Paul-Gerhard Mosch schrieb
Hallo AgnesMaria,
da ein Kontrolltermin (kein OP-Termin) im Raum steht, könnte man bis zur Entscheidung des Facharztes auf eine Folienkorrektion verzichten. Ich würde bei Zustimmung der Eltern / des Kindes eine Prismenbrille fertigen! .
Ich denke auch an die Kosten und ich weiß, das Kerstin sich das nicht leisten kann. Und dann ist mir wichtig das Sehprobleme minimiert und ich einen relativ stabilen Befund habe.
Ausschlaggebend ist der Befund der unter nichtdissoziierenden polarisierenden Bedingungen gemessen wird. Und auch die Folie wird danach ordiniert. Das dass nicht suboptimal ist, ist klar. Aber besser als Unterkorrektion und erst drei Tage vor dem OP-Termin dann Folie tragen. Was glauben Sie, was da hinterher rauskommt?
Nicht jeder hat die Möglichkeit für nur 4-6 Wochen höherbrechende suboptimierte Gläser zu tragen und dafür viel, viel Geld auszugeben.

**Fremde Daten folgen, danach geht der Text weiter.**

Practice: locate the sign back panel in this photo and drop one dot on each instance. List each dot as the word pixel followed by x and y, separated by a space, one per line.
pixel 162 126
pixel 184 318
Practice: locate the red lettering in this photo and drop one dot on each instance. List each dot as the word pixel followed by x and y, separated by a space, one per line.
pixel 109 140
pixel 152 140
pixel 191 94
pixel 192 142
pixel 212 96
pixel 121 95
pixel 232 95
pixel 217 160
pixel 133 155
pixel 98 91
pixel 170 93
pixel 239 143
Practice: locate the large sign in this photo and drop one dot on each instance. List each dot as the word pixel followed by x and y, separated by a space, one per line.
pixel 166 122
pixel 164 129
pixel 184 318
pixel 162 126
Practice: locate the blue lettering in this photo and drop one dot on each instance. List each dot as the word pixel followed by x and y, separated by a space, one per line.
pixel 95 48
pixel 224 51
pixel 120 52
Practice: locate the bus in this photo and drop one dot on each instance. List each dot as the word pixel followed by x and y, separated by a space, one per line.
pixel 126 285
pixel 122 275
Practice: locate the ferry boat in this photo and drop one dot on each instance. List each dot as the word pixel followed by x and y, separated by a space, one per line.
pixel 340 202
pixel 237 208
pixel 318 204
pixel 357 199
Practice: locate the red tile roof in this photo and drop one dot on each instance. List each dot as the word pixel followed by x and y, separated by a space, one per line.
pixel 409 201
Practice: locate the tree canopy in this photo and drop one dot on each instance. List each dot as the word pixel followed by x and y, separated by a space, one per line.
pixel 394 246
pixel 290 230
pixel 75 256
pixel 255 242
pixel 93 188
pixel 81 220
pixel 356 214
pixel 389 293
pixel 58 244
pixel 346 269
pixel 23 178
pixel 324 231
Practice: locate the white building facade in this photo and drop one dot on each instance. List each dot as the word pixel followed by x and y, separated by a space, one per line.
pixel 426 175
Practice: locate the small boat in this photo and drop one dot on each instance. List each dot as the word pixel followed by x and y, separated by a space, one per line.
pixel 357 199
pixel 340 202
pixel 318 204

Der Kompromiß, und es ist nun mal nur einer, ist in meinen Augen der beste den ich herbeiführen kann um einen stabilen präoperativen Winkel zu garantieren und damit auch ein stabiles postoperatives Ergebnis.
Und ich möchte Ihnen ins Gedächtnis rufen, das nur das verordnet werden kann und darf zu Lasten der GKV, was gerade ausreicht und wirtschaftlich sinnnvoll ist. Sie müssen sich daran nicht halten. Ich schon.
Und mit Worten, es ist ja nur eine Verlaufskontrolle, da reichen 18 Prismen statt der notwendigen 30, damit gebe ich mich nicht ab. Da, Herr Mosch, fängt für mich das Schludern an.
So habe ich schon manche 24-er bis 40-er Bifokalbrille gezimmert, bei wirklich akzeptablem bis gutem Visus.
Das ist schon sehr gut so. Jedoch können sich das viele eben nicht leisten. Haben Sie da mal eine Mutter von 3 Kindern und alle haben das selbe Problem. Das sprengt irgendwann die finanziellen Kräfte dieser Familien.
Prismenfolien mag ich bei WF nur ungern akzeptieren. Da durch die Unschärfe evtl. die Fixierung des Auges hinter der Folie leidet. Ich habe so vorbereitete Fälle erlebt, die bei der med. Kontrolle beim Facharzt geringere Werte annahmen, die sich später teils nach der OP doch als zu schwach erwiesen. Nur vor einer OP selbst, würde ich einem solchem Ausgleich für vier bis sechs Wochen bis zum Eingriff folgen können. Wenn die Brille gut adaptiert ist, kommen hier ja nur schwächere Folien zur Anwendung. Die Schärfe ist dann noch akzeptabel. Bei einer 12-er Folie sieht das schon anders aus.
Also ich kann Ihre Erfahrungen nicht teilen. Da ich immer nach MKH messe habe ich nach Folienverordnungen nie geringere Werte gehabt, sondern auch unter diesen stiegen die Prismenwerte an und wurden nachkorrigiert, bis wirkllich ein stabiler Befund vorhanden war. Erst dann wurde die Schiel-OP geplant, die etwa 4-6 Wochen später erfolgen sollte. Auch eine 12 cm/m - Folie wird gut vertragen. Ich hatte bisher nichts anderes erlebt. Sogar 20 cm/m - oder 40 cm/m - Folien waren nie ein Problem der Verträglichkeit, weder bei assoziierten Phorien mit Asthenopien noch bei Strabismen.